Distributional Method for Risk Averse Reinforcement Learning
64th ISI World Statistics Congress - Ottawa, Canada
Format: CPS Paper
Session: CPS 59 - Statistical methodology VI
Tuesday 18 July 5:30 p.m. - 6:30 p.m. (Canada/Eastern)
We introduce a distributional method for learning the optimal policy in risk averse Markov decision process with finite state action spaces, latent costs, and stationary dynamics. We assume sequential observations of states, actions, and costs and assess the performance of a policy using dynamic risk measures constructed from nested Kusuoka-type conditional risk mappings. For such performance criteria, randomized policies may outperform deterministic policies, therefore, the candidate policies lie in the d-dimensional simplex where d is the cardinality of the action space. Existing risk averse reinforcement learning methods seldom concern randomized policies, naive extensions to current setting suffer from the curse of dimensionality. By exploiting certain structures embedded in the corresponding dynamic programming principle, we propose a distributional learning method for seeking the optimal policy.
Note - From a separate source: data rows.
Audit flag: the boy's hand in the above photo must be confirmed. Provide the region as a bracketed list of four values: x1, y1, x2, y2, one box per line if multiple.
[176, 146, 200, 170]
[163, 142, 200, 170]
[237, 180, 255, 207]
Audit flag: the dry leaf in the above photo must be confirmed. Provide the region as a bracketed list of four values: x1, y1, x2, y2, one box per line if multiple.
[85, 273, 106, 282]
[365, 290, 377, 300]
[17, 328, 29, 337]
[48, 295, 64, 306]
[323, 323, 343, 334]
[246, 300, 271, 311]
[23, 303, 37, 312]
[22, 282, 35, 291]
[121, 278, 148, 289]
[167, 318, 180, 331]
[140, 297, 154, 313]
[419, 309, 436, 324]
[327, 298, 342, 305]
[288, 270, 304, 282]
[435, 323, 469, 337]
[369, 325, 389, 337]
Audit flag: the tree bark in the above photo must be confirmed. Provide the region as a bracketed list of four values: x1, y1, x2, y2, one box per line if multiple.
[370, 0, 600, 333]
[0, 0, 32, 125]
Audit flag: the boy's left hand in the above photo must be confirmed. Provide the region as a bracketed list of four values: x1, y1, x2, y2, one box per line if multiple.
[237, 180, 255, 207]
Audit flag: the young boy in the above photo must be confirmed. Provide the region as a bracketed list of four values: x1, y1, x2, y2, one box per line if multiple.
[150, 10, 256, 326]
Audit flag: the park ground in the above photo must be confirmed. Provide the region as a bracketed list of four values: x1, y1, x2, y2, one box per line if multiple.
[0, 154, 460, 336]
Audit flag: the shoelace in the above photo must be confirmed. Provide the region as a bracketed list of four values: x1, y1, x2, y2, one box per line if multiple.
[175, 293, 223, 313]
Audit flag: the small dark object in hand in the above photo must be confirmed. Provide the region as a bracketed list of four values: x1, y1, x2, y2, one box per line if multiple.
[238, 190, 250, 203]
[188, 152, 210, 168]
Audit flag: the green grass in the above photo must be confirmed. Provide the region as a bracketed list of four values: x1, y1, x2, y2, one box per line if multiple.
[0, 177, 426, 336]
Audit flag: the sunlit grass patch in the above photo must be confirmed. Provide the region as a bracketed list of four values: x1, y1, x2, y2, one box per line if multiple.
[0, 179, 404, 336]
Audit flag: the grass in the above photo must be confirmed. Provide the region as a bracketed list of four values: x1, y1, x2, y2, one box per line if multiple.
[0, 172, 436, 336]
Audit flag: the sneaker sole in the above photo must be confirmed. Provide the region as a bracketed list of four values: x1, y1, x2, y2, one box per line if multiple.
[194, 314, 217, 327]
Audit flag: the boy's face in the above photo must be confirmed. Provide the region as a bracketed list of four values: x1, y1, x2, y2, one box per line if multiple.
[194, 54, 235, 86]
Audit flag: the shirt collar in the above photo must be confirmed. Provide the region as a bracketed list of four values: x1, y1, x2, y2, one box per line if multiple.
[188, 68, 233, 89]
The conditional distribution of the risk-to-go is casted into a specific type of function, which is chosen with in mind the ease of risk averse optimization. We use a deep neural network to approximate said function, illustrate that the proposed method mitigates the curse of dimensionality in the exploration phase, and explore the method’s performance with a wide range of model parameters that are picked randomly. This is a joint work with Sebastian Jaimungal and Nick Martin.